More discreet is taking photos with the Fold EnEnBesieged in its candybar form. It’s much harder to see what you’re shooting on the attractive narrow 4.6-inch exterior display, but you feel stealthier actions it, and the photos will come out fine. You won’t want to use this mode when you’re trying to fine-tune a shot, say by comical an on-screen slider control.

The one difference to keep in mind in open- or closed-screen photography is that you get both 10- and 8-megapixel front-facing lenses when you unfold the arrangement, versus the one 10-megapixel selfie shot if you use it closed.

Hate: That inch-long notch

The Fold’s camera expedient really takes up space. It’s a big chunk of the luminous part of the interior display, and it’s really horrid. It’s as though someone took a big bite out of whatever it is you’re looking at. 

Thankfully, the notch is off to the edge, so it won’t swallow up the allotment of a video or cut off a website, because the app’s flowerbed stops before you get to the notch. But when the camouflage is lit up, it does stick out like a sore thumb — it’s almost that large.

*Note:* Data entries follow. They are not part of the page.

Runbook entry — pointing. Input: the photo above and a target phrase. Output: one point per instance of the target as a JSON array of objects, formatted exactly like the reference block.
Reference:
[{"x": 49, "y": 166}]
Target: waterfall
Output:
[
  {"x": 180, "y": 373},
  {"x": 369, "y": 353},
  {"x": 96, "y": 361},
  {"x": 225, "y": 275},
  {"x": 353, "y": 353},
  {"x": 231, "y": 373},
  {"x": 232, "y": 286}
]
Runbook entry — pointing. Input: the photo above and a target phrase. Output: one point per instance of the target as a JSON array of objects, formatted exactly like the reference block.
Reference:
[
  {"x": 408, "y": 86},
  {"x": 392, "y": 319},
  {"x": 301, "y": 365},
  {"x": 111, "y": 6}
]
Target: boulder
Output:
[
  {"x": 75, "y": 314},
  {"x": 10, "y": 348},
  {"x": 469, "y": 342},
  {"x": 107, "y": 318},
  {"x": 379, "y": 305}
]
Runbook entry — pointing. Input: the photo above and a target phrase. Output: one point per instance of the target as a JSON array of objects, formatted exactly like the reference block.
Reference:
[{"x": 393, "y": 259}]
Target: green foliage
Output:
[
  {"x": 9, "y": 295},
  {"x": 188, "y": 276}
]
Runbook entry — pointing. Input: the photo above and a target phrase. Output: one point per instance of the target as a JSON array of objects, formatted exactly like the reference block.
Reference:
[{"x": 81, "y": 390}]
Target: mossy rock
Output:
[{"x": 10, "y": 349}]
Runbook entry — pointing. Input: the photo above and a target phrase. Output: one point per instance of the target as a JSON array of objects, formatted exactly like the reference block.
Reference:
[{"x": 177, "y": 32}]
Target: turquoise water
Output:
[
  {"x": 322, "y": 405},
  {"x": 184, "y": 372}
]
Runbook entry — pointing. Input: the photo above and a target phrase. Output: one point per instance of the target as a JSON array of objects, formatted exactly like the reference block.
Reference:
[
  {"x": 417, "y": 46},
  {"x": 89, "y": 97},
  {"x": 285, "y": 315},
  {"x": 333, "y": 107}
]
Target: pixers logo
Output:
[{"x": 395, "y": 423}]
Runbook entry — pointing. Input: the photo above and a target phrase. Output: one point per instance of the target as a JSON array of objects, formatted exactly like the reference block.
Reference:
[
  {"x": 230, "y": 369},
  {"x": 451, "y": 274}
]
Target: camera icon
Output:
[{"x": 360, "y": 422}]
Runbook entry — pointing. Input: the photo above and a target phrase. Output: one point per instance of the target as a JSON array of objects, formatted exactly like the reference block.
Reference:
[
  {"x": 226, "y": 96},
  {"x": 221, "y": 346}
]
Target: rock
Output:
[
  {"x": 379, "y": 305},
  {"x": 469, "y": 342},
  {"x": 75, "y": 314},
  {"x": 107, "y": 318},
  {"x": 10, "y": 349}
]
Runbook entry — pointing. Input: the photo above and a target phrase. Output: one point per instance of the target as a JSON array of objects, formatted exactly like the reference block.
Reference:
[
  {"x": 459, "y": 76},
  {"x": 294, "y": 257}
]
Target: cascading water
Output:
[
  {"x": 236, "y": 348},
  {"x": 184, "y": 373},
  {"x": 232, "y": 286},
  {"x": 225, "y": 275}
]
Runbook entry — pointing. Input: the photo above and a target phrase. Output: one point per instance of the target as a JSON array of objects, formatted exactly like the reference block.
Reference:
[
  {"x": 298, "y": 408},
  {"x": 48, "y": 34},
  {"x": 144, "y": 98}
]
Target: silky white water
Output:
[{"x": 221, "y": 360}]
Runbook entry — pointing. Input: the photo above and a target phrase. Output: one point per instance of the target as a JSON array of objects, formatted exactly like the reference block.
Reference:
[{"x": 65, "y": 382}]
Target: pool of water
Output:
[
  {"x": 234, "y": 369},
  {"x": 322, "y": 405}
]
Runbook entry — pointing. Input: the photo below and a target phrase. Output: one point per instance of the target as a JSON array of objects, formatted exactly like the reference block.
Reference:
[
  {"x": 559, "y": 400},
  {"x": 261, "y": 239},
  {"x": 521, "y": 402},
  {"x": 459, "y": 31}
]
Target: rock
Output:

Adding insult to cost is the fact that the notch is hardly functional. It houses some sensors, including two front-facing cameras, but when you look at them in the delightful, you’ll find there’s a lot of dead space. I’d inquire Samsung to slow-walk away from this design in its future foldable phones.


The Galaxy Fold’s wide expedient houses a whole lot of nothing.

Angela Lang

Love: The end caps on the screen

It’s a limited thing, these plastic bits that remind me of the T-shaped peg in Tetris, but they’re effective and, compared to the first Galaxy Fold unit I used, they just seem to ruined the look. Like they belonged there the whole time. 

So far, they also seem effective. I’ve gently probed the opening with a fingernail. While I can slip a nail between the plastic bezel and the camouflage, this end cap has seemed to close a gap that remained in Samsung’s previous design. Here’s hoping it holds.


This 4.6-inch exterior camouflage is good for viewing, less good for typing.

Andrew Hoyle

Hate: The too-small exterior screen

Typing on the Galaxy Fold’s 4.6-inch exterior reveal (the one that’s actually topped with Gorilla Glass) is a challenge. Walking, it’s almost impossible not to litter whatever you’re toiling on with typos. 

Blame Samsung’s other extra-large screen phones if you like, but my fingers have completely fallen out of the selves of precision typing. Working the display feels more like hunting and pecking. It’s a useful screen to have — so you can use the Fold when the veil is closed — but the more passive viewing, the better.

It’s a very good tying you can start on this small display and quit what you’re doing on the larger screen, once you open the Fold.


Clack! The Galaxy Fold closes with a satisfying snick. Just keep those magnets away from your credit cards.

Tyler Lizenby

Love: The way the Fold snaps shut

It’s hard to overstate the importance of physicality when it comes to the Fold. I’ve said staunch the very first that this is one of those gotta-do-it-to-believe-it moments that complains the concept of a foldable phone so compelling. Family love tactile things, and phones have become the opposite. 

Opening and closing the blueprint feels like a return to more interesting phone days when devices had lots of buttons and keyboards that sometimes swiveled out. My overall achieve is that the Fold’s magnetic closure feels sturdy when you discontinuance it.

For the verdict on battery life, who should buy it and more, see my survive Galaxy Fold review.